Konzertkritik: Toto in München in der Olympiahalle - Alles zum Konzert

München - Ein Hutständer neben dem Flügel von David Paich ist das alleinige Requisit auf der Bühne der Olympiahalle. Hin und wieder wechselt der Pianist Hüte und Zylinder, und das ist – von gelegentlichen Lichtblitzen und Laserstrahlen abgesehen – der einzige Showeffekt bei Totos Jubiläumskonzert. Der Rest ist Musik.
Die bietet die Band vor 6.000 Zuschauern selbstredend auf höchstem instrumentalen Niveau. Zylinder-Mann Paich und die beiden weiteren verbliebenen Urmitglieder von 1978, Gitarrist Steve Lukather und Keyboarder Steve Porcaro, waren in den späten Siebzigern und Achtzigern die angesagtesten Session-Musiker der Welt, haben auf Tausenden von Platten gespielt. Und auch heute könnten sie sich Paichs Zylinder über die Augen stülpen und würden dennoch keine Note vermasseln.
Anfangs rumpelts noch in der Olympiahalle
Auf die Akustik in der Olympiahalle hat das aber zunächst mal keinen Einfluss: Der Eröffnungssong "Alone" ist ein lauter, schlimmer Soundbatzen. Bei "Hold The Line" lassen sich die Instrumente schon besser ausmachen, wenig später kriegt der Tonmann den Sound gut in den Griff. Und da zeigt sich, dass auch die fünf anderen Musiker in nichts nachstehen. Percussionist Lenny Castro sowieso nicht: Der Mann ist selbst eine (Session-) Legende, der meistgebuchte Percussionist aller Zeiten, wie Lukather stolz bemerkt.
Er entfaltet mit Schlagzeuger Shannon Forrest und Bassist Shem von Shroeck einen wunderbaren Groove. Sänger Joseph Williams klingt ähnlich wie sein Vorgänger Bobby Kimball. Schade nur, dass er gar nicht so viel singen darf: Auch Lukather und Paich übernehmen öfters die Leadstimme – das zwar sehr ordentlich, aber doch mit weniger Ausdruck als Williams. Mitsingen soll auch das Publikum bei "Spanish Eyes", so die Aufforderung von Lukather – das ist bei dem neuen Stück doch etwas zu optimistisch. Spaß machen dann der Riff-Rocker "English Eyes" und das Instrumental "Jake to the Bone". Hier glänzt vor allem Paich mit einem entspannt-jazzigen Solo am Flügel. Den Super-Hit "Rosanna" verwandelt er im instrumentalen Zwischenspiel in eine coole New Orleans-Nummer.

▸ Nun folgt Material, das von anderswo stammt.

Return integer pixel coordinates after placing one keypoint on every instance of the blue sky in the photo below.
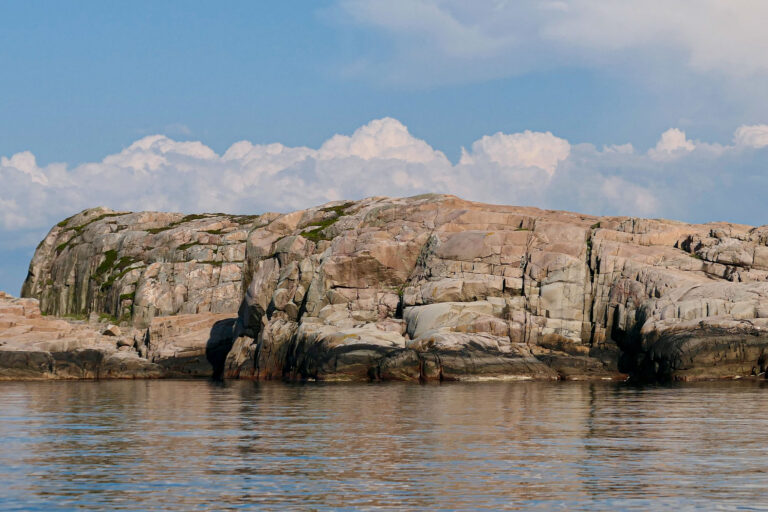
(83, 83)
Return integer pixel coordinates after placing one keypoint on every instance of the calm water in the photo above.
(194, 445)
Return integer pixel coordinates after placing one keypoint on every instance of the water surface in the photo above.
(195, 445)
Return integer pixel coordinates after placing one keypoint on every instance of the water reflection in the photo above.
(154, 445)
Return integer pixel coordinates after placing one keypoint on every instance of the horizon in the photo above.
(195, 107)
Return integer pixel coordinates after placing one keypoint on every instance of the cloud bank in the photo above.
(678, 178)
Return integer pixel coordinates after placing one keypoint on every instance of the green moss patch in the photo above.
(316, 234)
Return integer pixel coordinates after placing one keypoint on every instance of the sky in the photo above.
(650, 108)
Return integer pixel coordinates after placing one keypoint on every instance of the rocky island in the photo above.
(424, 288)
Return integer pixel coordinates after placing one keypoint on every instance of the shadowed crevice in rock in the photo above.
(219, 345)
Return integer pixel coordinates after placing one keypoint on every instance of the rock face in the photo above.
(140, 265)
(33, 346)
(422, 288)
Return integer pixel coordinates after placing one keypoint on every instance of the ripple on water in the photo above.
(194, 445)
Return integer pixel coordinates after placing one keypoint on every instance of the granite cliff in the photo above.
(422, 288)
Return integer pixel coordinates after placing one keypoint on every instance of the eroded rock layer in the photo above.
(423, 288)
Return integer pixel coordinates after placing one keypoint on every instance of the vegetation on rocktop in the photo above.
(317, 234)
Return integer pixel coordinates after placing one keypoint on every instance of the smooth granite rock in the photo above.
(423, 288)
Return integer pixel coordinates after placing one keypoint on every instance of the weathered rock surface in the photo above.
(423, 288)
(33, 346)
(135, 266)
(36, 347)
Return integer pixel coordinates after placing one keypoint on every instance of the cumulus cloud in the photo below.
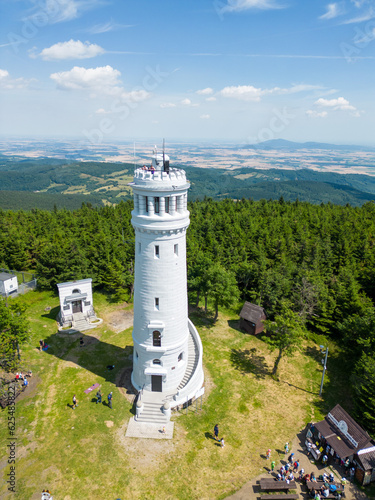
(98, 81)
(106, 27)
(333, 10)
(103, 78)
(167, 105)
(206, 91)
(242, 5)
(340, 104)
(316, 114)
(73, 49)
(8, 83)
(251, 93)
(187, 102)
(58, 11)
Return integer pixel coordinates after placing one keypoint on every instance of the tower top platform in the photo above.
(149, 178)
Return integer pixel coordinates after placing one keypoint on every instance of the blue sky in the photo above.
(232, 70)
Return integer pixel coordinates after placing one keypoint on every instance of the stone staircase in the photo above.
(152, 412)
(81, 324)
(192, 362)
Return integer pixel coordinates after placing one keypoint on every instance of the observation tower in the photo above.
(167, 358)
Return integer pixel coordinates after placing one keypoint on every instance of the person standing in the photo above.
(216, 432)
(98, 397)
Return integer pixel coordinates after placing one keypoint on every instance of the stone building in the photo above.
(167, 358)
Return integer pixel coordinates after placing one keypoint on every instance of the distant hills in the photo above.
(282, 144)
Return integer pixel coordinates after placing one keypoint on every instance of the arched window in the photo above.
(156, 338)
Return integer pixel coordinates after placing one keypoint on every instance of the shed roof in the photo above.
(252, 312)
(342, 432)
(6, 276)
(366, 458)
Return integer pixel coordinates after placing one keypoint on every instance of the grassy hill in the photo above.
(73, 182)
(84, 453)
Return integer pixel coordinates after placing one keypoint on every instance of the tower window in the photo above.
(157, 204)
(156, 338)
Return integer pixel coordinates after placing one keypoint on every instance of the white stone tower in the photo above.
(167, 359)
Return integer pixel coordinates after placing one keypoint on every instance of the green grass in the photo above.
(83, 453)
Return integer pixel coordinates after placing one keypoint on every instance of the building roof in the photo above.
(252, 312)
(6, 276)
(366, 458)
(343, 433)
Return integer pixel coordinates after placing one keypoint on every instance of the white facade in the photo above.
(8, 283)
(75, 298)
(161, 326)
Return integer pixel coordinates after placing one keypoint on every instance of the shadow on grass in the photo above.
(247, 361)
(95, 356)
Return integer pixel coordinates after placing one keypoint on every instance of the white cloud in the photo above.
(135, 95)
(167, 105)
(106, 27)
(58, 11)
(251, 93)
(207, 91)
(8, 83)
(241, 5)
(242, 92)
(73, 49)
(102, 78)
(98, 81)
(102, 111)
(187, 102)
(333, 10)
(340, 104)
(316, 114)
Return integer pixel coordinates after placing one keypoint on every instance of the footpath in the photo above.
(251, 490)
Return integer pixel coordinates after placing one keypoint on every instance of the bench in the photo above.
(316, 485)
(272, 485)
(282, 496)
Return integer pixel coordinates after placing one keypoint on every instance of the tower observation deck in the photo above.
(167, 356)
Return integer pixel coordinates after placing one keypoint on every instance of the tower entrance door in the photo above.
(77, 306)
(156, 383)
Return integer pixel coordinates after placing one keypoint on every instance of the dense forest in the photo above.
(317, 261)
(33, 183)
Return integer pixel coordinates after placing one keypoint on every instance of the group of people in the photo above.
(24, 376)
(98, 399)
(287, 471)
(216, 436)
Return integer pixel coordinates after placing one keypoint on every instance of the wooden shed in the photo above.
(251, 318)
(365, 462)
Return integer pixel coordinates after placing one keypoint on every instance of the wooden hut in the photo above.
(251, 318)
(365, 462)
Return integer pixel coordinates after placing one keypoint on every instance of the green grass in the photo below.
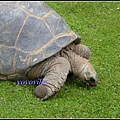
(99, 25)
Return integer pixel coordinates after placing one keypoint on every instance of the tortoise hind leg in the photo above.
(82, 50)
(54, 71)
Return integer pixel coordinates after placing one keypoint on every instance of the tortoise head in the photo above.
(88, 75)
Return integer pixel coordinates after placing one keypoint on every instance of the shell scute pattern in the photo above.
(31, 32)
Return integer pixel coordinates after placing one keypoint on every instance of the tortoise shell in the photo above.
(30, 32)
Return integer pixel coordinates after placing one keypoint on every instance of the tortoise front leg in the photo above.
(54, 71)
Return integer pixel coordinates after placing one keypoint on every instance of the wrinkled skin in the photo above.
(72, 59)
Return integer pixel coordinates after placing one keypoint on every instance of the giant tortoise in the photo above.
(35, 42)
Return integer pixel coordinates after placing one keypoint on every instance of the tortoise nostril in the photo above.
(92, 79)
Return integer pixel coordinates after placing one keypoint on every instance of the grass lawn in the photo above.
(99, 25)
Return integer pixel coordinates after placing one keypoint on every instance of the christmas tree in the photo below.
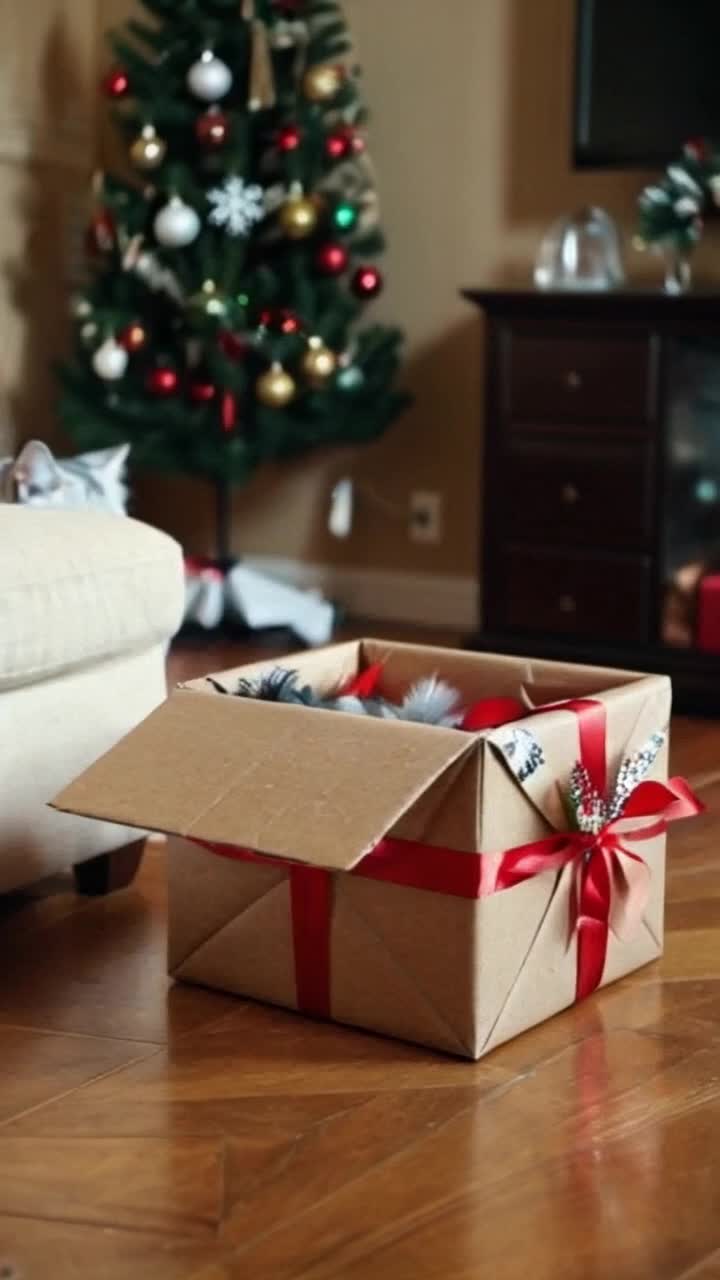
(228, 273)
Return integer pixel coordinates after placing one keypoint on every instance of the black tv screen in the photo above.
(647, 80)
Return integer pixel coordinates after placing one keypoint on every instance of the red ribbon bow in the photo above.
(600, 869)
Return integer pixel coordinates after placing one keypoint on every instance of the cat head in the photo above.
(37, 479)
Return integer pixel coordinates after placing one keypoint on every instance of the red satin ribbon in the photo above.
(597, 859)
(600, 876)
(200, 566)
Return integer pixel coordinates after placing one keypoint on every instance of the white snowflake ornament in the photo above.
(237, 205)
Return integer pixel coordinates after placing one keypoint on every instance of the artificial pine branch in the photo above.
(204, 306)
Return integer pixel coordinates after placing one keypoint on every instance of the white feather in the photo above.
(432, 702)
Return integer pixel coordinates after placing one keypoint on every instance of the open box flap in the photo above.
(311, 786)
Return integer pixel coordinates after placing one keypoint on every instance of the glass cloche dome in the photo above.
(580, 252)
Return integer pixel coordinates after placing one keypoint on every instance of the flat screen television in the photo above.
(647, 80)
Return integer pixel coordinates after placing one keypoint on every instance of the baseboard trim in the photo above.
(388, 595)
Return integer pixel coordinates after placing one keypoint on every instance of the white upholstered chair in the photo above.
(89, 603)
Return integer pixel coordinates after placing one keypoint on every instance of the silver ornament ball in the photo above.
(209, 80)
(110, 361)
(177, 224)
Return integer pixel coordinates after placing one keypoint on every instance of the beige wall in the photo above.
(470, 137)
(48, 65)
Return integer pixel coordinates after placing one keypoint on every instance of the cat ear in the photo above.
(36, 472)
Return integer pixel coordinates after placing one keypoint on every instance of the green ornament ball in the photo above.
(345, 216)
(351, 379)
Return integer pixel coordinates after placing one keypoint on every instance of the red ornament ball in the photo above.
(281, 320)
(117, 83)
(233, 346)
(288, 138)
(100, 237)
(338, 145)
(332, 259)
(133, 338)
(367, 283)
(163, 382)
(213, 129)
(203, 393)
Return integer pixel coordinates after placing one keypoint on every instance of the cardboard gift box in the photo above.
(406, 878)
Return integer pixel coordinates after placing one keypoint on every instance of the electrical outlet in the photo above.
(425, 516)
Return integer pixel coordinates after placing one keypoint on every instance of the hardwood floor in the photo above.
(181, 1134)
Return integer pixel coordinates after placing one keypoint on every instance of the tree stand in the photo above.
(228, 599)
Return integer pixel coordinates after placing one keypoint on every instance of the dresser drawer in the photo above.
(560, 593)
(569, 376)
(577, 489)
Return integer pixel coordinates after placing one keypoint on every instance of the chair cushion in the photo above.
(80, 586)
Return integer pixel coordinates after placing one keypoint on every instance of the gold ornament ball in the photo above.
(149, 150)
(276, 389)
(299, 218)
(322, 83)
(319, 364)
(209, 300)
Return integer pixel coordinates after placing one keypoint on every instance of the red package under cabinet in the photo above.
(709, 615)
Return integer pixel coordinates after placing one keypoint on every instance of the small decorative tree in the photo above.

Welche Songs der langen Bandgeschichte sollen nur gespielt werden?
Das einzige Problem bei der Jubiläumstour, so Joseph Williams, sei die Auswahl der Stücke, schließlich hätten sich in 40 Jahren doch einige angehäuft. Also bricht Toto die nächsten Lieder, gespielt in leiserer Fast-Unplugged-Besetzung, auf eine Strophe und einen Refrain runter. Das ist bei "Holyanna" und dem Americana-Song "No Love" schade, besonders aber bei einem Song von Steve Porcaro, zu dem ihn seine kleine Tochter Anfang der Achtziger inspiriert habe, wie er erzählt. Die klagte über Ärger mit einem Jungen in der Schule, fragte nach dem Warum, und der Vater antwortete mit einem Song, den er spontan schrieb. So seien sie halt, die Menschen: "It’s Human Nature".
Michael Jackson nahm "Human Nature" für "Thriller" auf, das meistverkaufte Album aller Zeiten. Der kurze Songfetzen klingt auch in der Olympiahalle magisch. Dann rockt Toto in voller Arena-Lautstärke weiter, und manche Stücke des letzten Drittels fallen deutlich ab: "Stranger in Town" ist platter Rock, auch mancher Synthie-Sound ist grenzwertig. Steve Lukathers Verbeugung vor seinem ersten Gitarren-Idol und späteren Freund George Harrison, das Beatles-Cover "While My Guitar Gently Weeps", klingt im Toto-Gewand nichtssagend, wie eine austauschbare, um den Blues beraubte Heavy-Rock-Ballade.
Umso besser ist das luftig-poppige "Make Believe", und dann kommt ja zum Schluss noch der eine Song. "Seid ihr bereit?", schreit Steve Lukather. "Seid ihr bereit für den Song?" Und auch an diesem Abend wird dieser Song herausragen mit seinem samtenen Groove, seinem unwiderstehlichen Refrain und dessen super-elegantem Übergang zum Thema, er wird herausragen wie aus dem gesamten 40-jährigen Schaffen der Band, das in der Olympiahalle gefeiert wird: "Africa".